During the early 1920s Léger responded to the rappel à lordre, the “call to order,” a return to the classical ideal of humanism in French culture, which the Paris avant-garde had adopted in response to the trauma of the First World War. Léger turned away from the brashly dynamic, mechanical manner of his earlier work, and his paintings assumed a calmer, more balanced, and consciously classical aspect.
Nature morte au buste, painted in 1924, is a perfect case in point. Remaining steadfast to his basic principle of seeking contrasts in forms, Léger gathered on the table in this still-life composition a Roman-style bust, an antique goblet and scrolled paper–artifacts of an older civilization steeped in classicism–and juxtaposed them with a protractor and other drafting instruments, which represent the geometrical and mathematical orientation in modern art, architecture and design.
In his treatment of these objects and their environment, Léger employed the ideals of formal clarity and order that Le Corbusier and Ozenfant promulgated in their theories on Purism–LEsprit nouveau–together with the disciplined balance of fundamental pictorial elements in Mondrian’s most recent De Stijl paintings, which Léonce Rosenberg exhibited at his Galerie de l’Effort Moderne in 1923. Léger believed that he, too, should strive in his art for the transcendent order and permanence inherent in the classical sensibility and humanistic ideals that had guided the great and enduring art of the past.
In a 1924 Léger published in Rosenberg’s Bulletin de lEffort Moderne an article in which he advocated “A society without frenzy, calm, ordered, knowing how to live naturally within the Beautiful without exclamation or romanticism. That is where we are going, very simply. It is a religion like any other. I think it is useful and beautiful” (E. Fry, ed., Fernand Léger: Functions of Painting, New York, 1973, p. 47)
Léger decried the tradition in all Western art since the Renaissance of adhering to a fundamentally unified conception within the composition based on the idea of the subject. He discarded this conventional approach in his painting, and focused instead on the visual character of individual objects. “The subject in painting had already been destroyed,” the artist wrote. “I thought that the object, which had been neglected and poorly exploited, was the thing to replace the subject” (quoted in J. Cassou and J. Leymarie, Fernand Léger Drawings and Gouaches, New York, 1973, p. 87).
Léger was drawn to the beauty of the manufactured object, from large airplane engines to everyday house wares, including the consumer goods that filled the elaborate window displays in boulevard shops and department stores. By adapting the technique of the cinematic close-up to his studio practice, Léger discovered the means of imparting true monumentality to the most common object.

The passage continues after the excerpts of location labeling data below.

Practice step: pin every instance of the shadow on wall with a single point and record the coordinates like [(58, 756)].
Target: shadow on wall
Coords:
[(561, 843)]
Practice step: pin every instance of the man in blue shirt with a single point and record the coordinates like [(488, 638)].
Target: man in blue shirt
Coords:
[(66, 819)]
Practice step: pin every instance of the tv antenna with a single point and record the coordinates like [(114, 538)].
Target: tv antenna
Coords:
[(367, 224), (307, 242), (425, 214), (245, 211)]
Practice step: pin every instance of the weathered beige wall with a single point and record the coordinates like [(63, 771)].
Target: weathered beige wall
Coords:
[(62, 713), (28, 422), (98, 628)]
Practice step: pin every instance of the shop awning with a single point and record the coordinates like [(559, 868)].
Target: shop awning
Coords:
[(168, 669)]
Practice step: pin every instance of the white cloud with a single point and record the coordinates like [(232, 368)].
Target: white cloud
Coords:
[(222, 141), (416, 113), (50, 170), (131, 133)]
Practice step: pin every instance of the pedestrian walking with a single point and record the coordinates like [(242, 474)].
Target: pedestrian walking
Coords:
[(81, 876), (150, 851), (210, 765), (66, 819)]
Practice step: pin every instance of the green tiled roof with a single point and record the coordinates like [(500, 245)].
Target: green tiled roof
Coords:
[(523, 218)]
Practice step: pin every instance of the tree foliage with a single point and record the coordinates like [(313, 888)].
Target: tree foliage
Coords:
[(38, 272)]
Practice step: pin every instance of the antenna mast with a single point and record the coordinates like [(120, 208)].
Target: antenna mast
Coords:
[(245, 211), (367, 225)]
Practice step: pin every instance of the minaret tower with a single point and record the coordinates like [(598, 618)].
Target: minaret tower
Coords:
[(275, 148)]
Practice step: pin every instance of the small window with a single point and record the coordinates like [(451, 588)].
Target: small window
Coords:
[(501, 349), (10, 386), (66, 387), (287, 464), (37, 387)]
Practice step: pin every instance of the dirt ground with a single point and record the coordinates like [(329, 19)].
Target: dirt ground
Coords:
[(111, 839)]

Nature morte au buste was for many years in the collection of Douglas Cooper (1911-1984), the pioneering authority on Cubism and a leading historian of the movement, who was a friend to many of the artists he wrote about, especially Picasso, Braque and Léger. He avidly acquired their art whenever the opportunity arose. Cooper’s Gris collection was among the most extensive in existence; he compiled the artist’s catalogue raisonné, recently re-published. In 1970 he curated the landmark exhibition The Cubist Epoch, the catalogue for which remains an invaluable introduction and reference guide to this movement and its artists.